Friday, 29 June 2012

The Aussies have left the building

As rare as baby pigeons
Well, another beautiful sunny English day. In my imagination anyway. What is wrong with this country that it was warmer on Christmas Day in Belfast than it was there the day before yesterday. I get that Belfast is technically a different country (no doubt someone will correct me) but it's still part of the great Great Britain that we live in, they speak our language (apparently) and that was the only weather stat I know off the top of my head. The weather here is monumentally shit and I spend around 98% of my time wishing I was in the Maldives but when the sun does make a rare appearance, there is nowhere on earth like England (no doubt someone else will correct me). As proven by this photo which was taken on my run yesterday. I have to own up that the photo wasn't the reason for stopping. I stopped to have a rest and taking a photo seemed a reasonable excuse to stand around for a few seconds.
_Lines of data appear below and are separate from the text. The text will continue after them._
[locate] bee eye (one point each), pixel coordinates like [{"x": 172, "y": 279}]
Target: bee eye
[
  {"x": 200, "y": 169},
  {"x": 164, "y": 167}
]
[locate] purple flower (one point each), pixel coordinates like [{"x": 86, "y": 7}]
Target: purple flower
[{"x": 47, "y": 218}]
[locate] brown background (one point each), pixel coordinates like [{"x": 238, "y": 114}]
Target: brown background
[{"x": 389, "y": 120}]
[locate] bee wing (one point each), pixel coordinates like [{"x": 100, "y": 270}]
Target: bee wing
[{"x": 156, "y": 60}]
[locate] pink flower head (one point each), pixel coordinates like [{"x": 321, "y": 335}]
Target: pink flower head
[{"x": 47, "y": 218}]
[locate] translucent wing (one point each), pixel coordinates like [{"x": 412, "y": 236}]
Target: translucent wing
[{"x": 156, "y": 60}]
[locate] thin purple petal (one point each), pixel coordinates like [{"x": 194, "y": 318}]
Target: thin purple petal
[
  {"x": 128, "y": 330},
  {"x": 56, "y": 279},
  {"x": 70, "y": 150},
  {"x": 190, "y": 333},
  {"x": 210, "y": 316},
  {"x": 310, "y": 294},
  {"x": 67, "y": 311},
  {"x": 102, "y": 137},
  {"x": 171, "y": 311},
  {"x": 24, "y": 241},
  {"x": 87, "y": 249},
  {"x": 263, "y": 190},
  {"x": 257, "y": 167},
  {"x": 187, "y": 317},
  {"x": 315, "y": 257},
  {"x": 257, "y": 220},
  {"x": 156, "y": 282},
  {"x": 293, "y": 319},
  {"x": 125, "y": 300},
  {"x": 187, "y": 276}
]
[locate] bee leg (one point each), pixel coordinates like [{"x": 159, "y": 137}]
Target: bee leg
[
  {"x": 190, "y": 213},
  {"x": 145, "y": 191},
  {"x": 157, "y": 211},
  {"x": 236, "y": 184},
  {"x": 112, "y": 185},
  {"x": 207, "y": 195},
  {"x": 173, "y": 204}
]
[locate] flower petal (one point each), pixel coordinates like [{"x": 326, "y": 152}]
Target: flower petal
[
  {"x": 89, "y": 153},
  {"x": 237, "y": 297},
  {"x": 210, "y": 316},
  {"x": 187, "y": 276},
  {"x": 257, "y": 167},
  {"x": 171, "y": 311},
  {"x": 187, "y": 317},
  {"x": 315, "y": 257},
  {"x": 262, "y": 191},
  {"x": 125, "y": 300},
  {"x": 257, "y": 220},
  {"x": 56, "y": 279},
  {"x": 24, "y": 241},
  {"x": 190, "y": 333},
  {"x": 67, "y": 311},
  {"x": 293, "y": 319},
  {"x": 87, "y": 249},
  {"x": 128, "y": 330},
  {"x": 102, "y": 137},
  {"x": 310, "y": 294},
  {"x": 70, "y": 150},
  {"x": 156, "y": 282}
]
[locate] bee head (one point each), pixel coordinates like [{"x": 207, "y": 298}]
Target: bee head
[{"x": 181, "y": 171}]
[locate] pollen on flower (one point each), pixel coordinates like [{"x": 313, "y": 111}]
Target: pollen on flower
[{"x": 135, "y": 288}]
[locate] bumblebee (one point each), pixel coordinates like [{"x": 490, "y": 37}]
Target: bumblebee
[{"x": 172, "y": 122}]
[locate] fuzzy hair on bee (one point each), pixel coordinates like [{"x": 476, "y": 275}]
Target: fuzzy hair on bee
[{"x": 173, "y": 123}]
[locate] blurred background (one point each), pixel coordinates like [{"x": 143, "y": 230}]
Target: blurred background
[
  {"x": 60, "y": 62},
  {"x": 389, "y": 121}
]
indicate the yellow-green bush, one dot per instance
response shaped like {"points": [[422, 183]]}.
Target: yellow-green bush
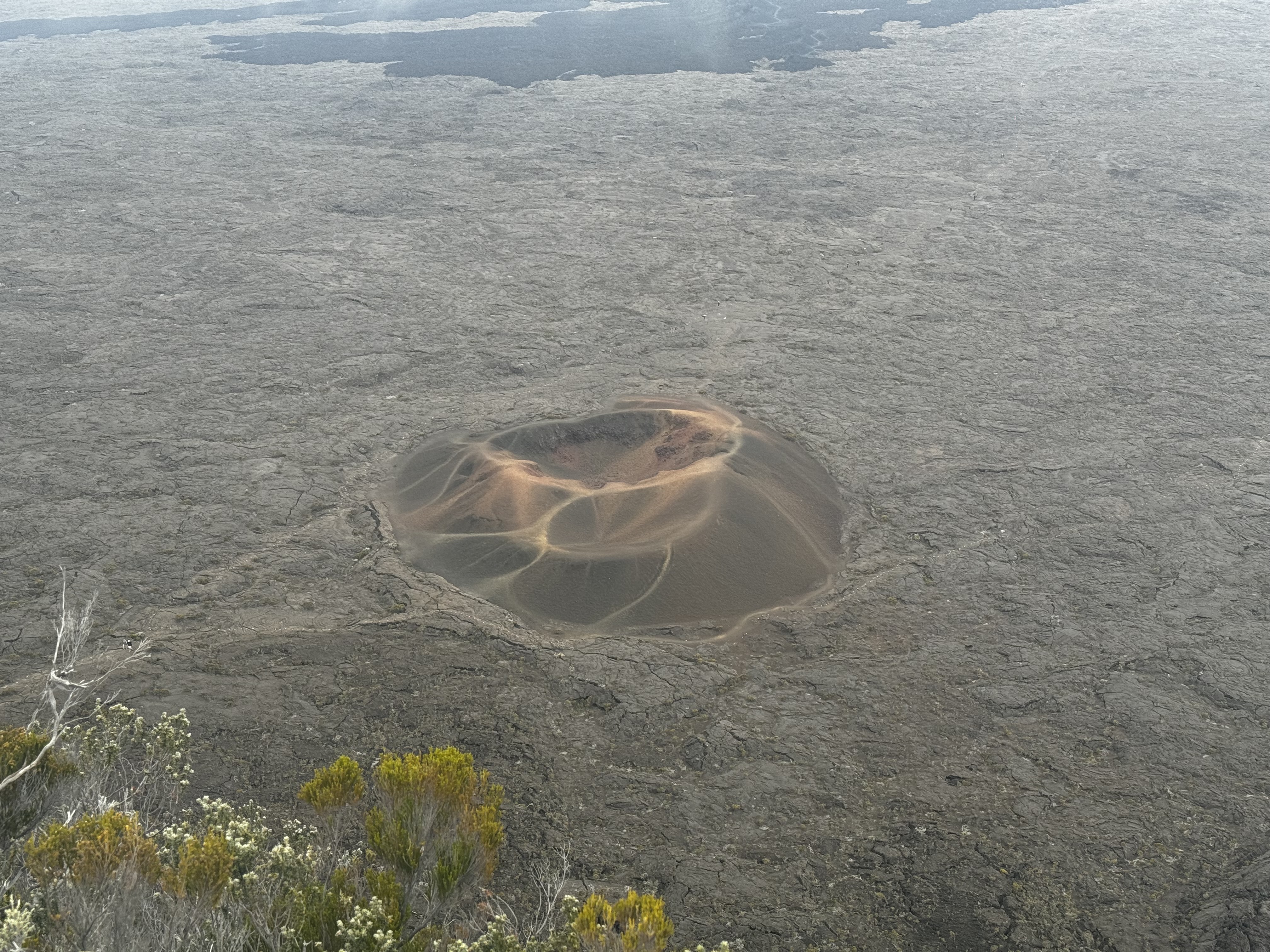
{"points": [[335, 787], [438, 827], [93, 850], [637, 923], [203, 870], [22, 804], [224, 879]]}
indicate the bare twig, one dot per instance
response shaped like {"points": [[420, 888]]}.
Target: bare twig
{"points": [[64, 690]]}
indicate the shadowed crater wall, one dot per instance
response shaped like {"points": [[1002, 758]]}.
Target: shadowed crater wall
{"points": [[651, 513], [567, 38]]}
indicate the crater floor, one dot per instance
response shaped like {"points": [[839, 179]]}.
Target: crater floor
{"points": [[1006, 279]]}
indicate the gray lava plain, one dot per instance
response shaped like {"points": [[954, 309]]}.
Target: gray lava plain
{"points": [[1005, 279]]}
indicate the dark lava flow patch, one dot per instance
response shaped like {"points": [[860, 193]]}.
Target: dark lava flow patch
{"points": [[655, 512], [568, 41]]}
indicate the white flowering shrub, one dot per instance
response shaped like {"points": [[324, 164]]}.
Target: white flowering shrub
{"points": [[394, 865], [125, 762], [17, 925]]}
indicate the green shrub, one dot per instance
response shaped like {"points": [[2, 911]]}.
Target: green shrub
{"points": [[637, 923], [93, 851], [23, 804], [438, 827]]}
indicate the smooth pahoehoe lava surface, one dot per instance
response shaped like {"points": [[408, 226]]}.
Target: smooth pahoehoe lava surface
{"points": [[652, 512]]}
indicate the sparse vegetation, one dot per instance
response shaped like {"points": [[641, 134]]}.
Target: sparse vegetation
{"points": [[101, 856]]}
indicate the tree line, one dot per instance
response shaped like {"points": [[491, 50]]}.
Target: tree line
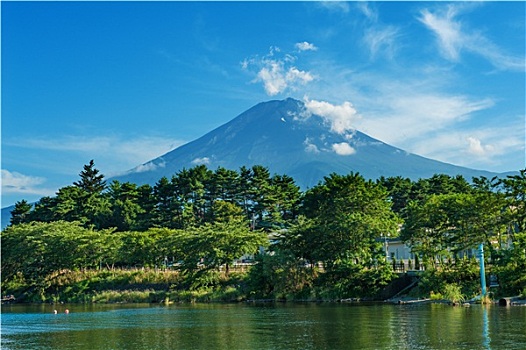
{"points": [[323, 242]]}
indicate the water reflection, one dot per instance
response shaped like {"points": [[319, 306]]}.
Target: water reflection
{"points": [[269, 326], [486, 340]]}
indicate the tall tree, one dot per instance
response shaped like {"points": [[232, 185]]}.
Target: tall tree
{"points": [[20, 213], [90, 180]]}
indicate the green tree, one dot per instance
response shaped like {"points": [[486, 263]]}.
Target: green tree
{"points": [[91, 180], [349, 214], [20, 213]]}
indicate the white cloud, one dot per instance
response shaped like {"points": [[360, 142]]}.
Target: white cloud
{"points": [[150, 166], [278, 74], [199, 161], [310, 147], [343, 149], [112, 153], [482, 147], [381, 40], [336, 6], [16, 183], [453, 38], [477, 148], [305, 46], [341, 118]]}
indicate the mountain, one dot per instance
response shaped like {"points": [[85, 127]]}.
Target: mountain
{"points": [[286, 138]]}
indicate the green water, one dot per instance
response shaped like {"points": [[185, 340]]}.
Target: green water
{"points": [[274, 326]]}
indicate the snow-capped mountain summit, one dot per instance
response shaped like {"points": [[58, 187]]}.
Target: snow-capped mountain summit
{"points": [[288, 138]]}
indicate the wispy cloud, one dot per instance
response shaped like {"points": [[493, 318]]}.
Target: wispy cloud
{"points": [[17, 183], [112, 153], [383, 39], [476, 147], [453, 37], [277, 71], [335, 6], [343, 149], [341, 118], [305, 46], [201, 160]]}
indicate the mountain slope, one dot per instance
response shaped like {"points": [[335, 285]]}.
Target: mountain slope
{"points": [[284, 137]]}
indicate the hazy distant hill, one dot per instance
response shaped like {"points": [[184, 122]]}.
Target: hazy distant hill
{"points": [[281, 136]]}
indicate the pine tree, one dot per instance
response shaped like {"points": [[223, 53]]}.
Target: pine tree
{"points": [[90, 179], [20, 213]]}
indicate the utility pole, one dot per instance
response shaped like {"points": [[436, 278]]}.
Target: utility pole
{"points": [[482, 270]]}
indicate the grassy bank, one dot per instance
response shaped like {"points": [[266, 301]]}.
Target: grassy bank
{"points": [[130, 286]]}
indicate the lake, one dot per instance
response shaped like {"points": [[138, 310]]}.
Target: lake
{"points": [[263, 326]]}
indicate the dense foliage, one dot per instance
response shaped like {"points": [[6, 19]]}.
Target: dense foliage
{"points": [[319, 244]]}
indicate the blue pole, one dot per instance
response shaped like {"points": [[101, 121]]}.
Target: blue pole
{"points": [[482, 270]]}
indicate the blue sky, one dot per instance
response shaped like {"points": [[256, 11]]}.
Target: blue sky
{"points": [[125, 82]]}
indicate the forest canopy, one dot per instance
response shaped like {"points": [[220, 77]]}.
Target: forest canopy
{"points": [[323, 241]]}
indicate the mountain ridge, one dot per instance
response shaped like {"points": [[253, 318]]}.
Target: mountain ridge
{"points": [[283, 136]]}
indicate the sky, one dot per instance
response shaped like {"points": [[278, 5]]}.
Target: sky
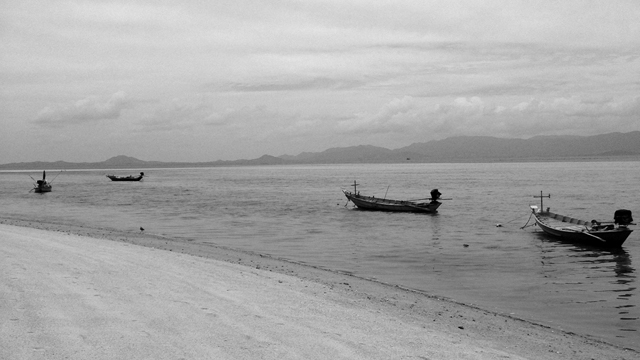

It does, however, prove that the sun does come out here very occasionally.

And so, with a grey sky, a howling gale whipping around the house and destroying my delphiniums and not much hope of a summer in sight, the weather reflects my mood. The Aussies have left, the house seems empty with only three children in it and I find myself having to talk to The Boy (his words a few minutes ago were "Good strimming Girl, wine's in the freezer, get me that gin & tonic"). The Monkey will be bereft now that his bad-influence cousin has left. They properly bonded on a day out to Legoland on Wednesday when they spent the entire car journey home discussing the various qualities any self-respecting 5 or 6 year old knight should require of his sword:

Monkey:  A sword should be thick but long
Freddie:   No! A proper knight would have a shorter thinner one.
Monkey   I don't agree - it's all about power
Sister-in-law    I second that - it's all about how you use it
Freddie    No! It needs to be long and thin (note how small boys contradict themselves)
I may be a year younger but you
will show me respect when you stay
under my roof
Me           Not too thin
Monkey    No! Freddie No!
Freddie     Fraser you're being so negative
Monkey    No I'm not!
Freddie     Yes, you are and your negativity is bringing you down!
Monkey     Shut up Freddie - I'm trying to talk.

S.I.L and I promptly piss ourselves laughing and Monkey bursts into tears. All fun.

The long and painful summer holidays are looming, the weather's crap and we have nothing planned. Partly because taking three small children on holiday is a complete pain in the arse and partly because we're wondering whether we really want to spend a week or two in an extortionately priced house in Devon or Cornwall if it's going to piss it down every day and there aren't any toys or Peppa Pig DVDs. We can be miserable in our own house. The ideal situation would of course be to go away with another family so that the kids can play / fight / beat eachother up while the grown ups make their first gin & tonic at 10am but weirdly everyone is busy the week we want to go away. It's either genuinely the most popular and cheapest week of the entire year (not the case for 1st week of August) or all our friends are scared of our kids. Or us.  I am deafened by the sound of tumbleweed whenever I mention it.

The long and painful summer holidays may start early for us. The Monkey is having gromets fitted in his ears on Monday after a 2 year campaign against some hearing loss caused by repeated ear infections when he was smaller. I've told him he's having his ears mended. "Great, does that mean I won't have to keep saying pardon?" I bloody hope so. The only time he doesn't say pardon is when his supersonic senses hear the word "icecream" from 6 miles away. The consultant wants to remove his adenoids at the same time. As this involves a 10 day recovery time which would effectively mean the long and painful summer holidays starting 2 weeks earlier than they should, I have begged the consultant only to remove them if absolutely necessary. Or to at least remove his vocal cords aswell while he's there.

And so we plod on through our wet and miserable English summer. Wimbledon's started so it was never going to be nice these two weeks anyway.

Wish us luck for Monday. It could be the longest ten days of my life afterwards. "What the heck" as Freddie would say.